Best cross-validation score: 0.76
Best parameters:  {'C': 1}
Best estimator:  LinearSVC(C=1)
LinearSVC cross-validation accuracy:  0.7566236811254397


In [9]:
# hyperparameter search on SVC with rbf kernel
param_grid = {'C': [0.001, 0.1, 10], 'gamma': [0.001, 0.1, 10]}
svc_grid = GridSearchCV(SVC(kernel="rbf"), param_grid, cv=5, n_jobs = -1, verbose = 2)

svc_grid.fit(train_features, train_labels)

print("Best cross-validation score: {:.2f}".format(svc_grid.best_score_))
print("Best parameters: ", svc_grid.best_params_)
print("Best estimator: ", svc_grid.best_estimator_)
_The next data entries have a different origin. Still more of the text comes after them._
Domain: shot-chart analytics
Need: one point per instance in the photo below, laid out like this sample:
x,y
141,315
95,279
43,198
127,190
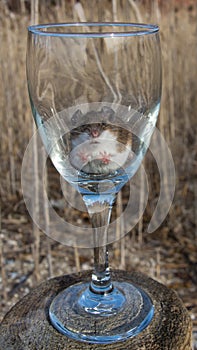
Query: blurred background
x,y
169,254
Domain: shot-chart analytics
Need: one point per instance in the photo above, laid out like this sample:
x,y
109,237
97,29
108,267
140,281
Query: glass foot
x,y
80,314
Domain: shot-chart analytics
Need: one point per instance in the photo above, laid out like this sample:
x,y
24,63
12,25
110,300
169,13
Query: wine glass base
x,y
83,315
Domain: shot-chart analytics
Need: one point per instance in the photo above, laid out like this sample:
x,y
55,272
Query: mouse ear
x,y
76,117
108,112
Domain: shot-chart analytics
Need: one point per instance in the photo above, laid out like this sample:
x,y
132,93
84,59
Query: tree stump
x,y
27,326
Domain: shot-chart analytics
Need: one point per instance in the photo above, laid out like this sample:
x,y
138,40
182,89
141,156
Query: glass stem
x,y
100,214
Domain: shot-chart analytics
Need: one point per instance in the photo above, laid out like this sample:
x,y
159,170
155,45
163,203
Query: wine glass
x,y
95,95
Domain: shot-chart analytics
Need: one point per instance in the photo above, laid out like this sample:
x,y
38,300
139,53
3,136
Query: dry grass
x,y
169,254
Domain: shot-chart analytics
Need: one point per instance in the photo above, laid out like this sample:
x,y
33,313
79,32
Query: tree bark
x,y
27,327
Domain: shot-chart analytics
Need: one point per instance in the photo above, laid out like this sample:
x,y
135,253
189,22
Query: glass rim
x,y
136,29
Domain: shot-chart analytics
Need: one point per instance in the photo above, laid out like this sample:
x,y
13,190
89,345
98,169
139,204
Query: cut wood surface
x,y
27,327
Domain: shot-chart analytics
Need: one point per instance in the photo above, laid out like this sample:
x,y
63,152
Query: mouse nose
x,y
95,133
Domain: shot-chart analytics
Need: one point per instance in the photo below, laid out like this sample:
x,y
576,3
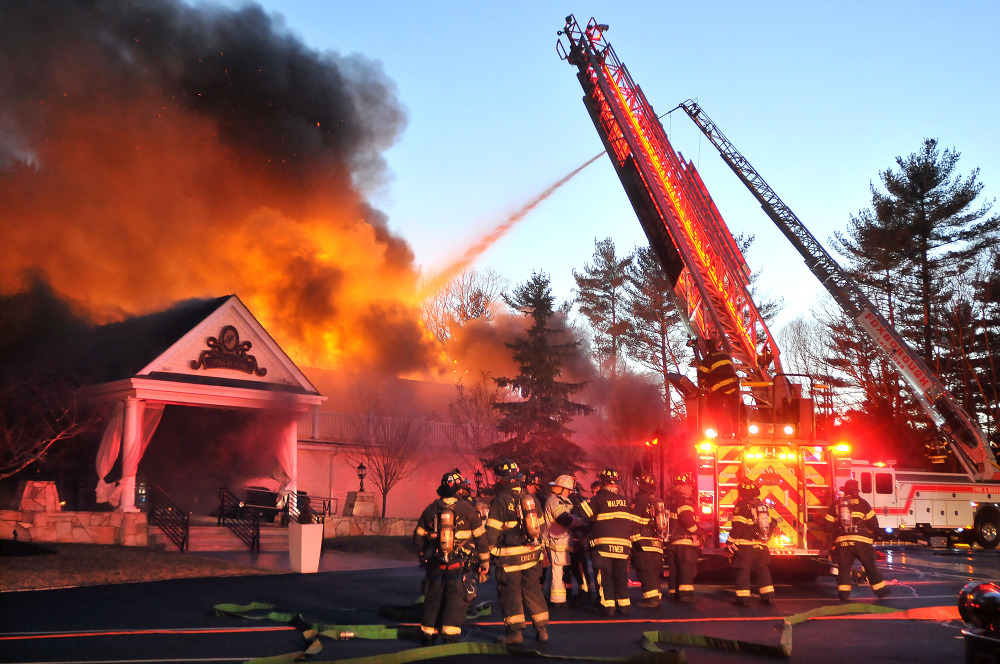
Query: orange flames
x,y
162,168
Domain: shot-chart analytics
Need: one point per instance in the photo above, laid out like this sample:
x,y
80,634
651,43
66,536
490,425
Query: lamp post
x,y
362,471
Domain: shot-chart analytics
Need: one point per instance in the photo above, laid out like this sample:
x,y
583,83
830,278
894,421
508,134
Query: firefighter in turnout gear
x,y
684,544
647,542
451,539
559,524
751,528
513,529
612,525
854,524
718,380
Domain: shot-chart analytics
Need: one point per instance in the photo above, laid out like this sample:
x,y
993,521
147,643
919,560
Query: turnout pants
x,y
844,556
682,565
445,602
521,591
611,575
649,571
751,561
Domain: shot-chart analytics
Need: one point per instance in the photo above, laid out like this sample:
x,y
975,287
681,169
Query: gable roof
x,y
185,344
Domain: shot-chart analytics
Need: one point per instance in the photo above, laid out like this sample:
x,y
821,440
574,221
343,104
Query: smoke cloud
x,y
152,152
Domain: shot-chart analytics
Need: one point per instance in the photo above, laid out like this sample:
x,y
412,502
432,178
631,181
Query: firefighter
x,y
513,530
684,543
854,524
559,525
612,525
451,539
718,381
647,542
751,527
579,555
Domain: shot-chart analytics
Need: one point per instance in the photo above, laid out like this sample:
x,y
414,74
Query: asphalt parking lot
x,y
174,621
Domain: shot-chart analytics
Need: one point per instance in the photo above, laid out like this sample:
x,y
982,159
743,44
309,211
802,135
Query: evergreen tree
x,y
917,237
908,253
657,340
535,427
601,298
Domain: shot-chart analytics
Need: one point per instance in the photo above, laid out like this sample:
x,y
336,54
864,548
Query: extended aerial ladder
x,y
701,259
710,278
971,447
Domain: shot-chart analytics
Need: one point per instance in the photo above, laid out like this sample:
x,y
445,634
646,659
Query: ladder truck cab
x,y
781,445
939,509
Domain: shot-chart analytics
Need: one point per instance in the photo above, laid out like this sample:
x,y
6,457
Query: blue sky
x,y
818,96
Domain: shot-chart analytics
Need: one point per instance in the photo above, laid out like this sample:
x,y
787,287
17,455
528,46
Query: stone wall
x,y
39,518
342,526
127,528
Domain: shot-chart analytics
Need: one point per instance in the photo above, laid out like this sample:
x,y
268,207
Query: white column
x,y
132,429
291,444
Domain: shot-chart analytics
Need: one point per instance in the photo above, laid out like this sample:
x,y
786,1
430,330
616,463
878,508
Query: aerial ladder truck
x,y
782,439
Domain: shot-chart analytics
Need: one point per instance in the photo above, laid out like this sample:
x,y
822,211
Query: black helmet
x,y
646,481
506,469
450,483
608,476
747,488
851,487
683,481
683,478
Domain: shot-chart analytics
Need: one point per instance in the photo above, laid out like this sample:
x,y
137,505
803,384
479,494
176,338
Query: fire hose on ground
x,y
650,643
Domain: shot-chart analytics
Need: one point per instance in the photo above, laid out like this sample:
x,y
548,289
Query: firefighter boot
x,y
511,638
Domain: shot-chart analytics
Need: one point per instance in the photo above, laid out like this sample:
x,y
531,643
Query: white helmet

Fitting 5 folds for each of 9 candidates, totalling 45 fits
Best cross-validation score: 0.76
Best parameters:  {'C': 10, 'gamma': 0.1}
Best estimator:  SVC(C=10, gamma=0.1)


# 5. Naive Bayes classifier

Perform the same experiment with the Naive Bayes classifier. You can use a Multinomial Naive Bayes model (`MultinomialNB`) here with default parameter settings, as this is the variant that we covered in class (predicting categories from word occurence counts).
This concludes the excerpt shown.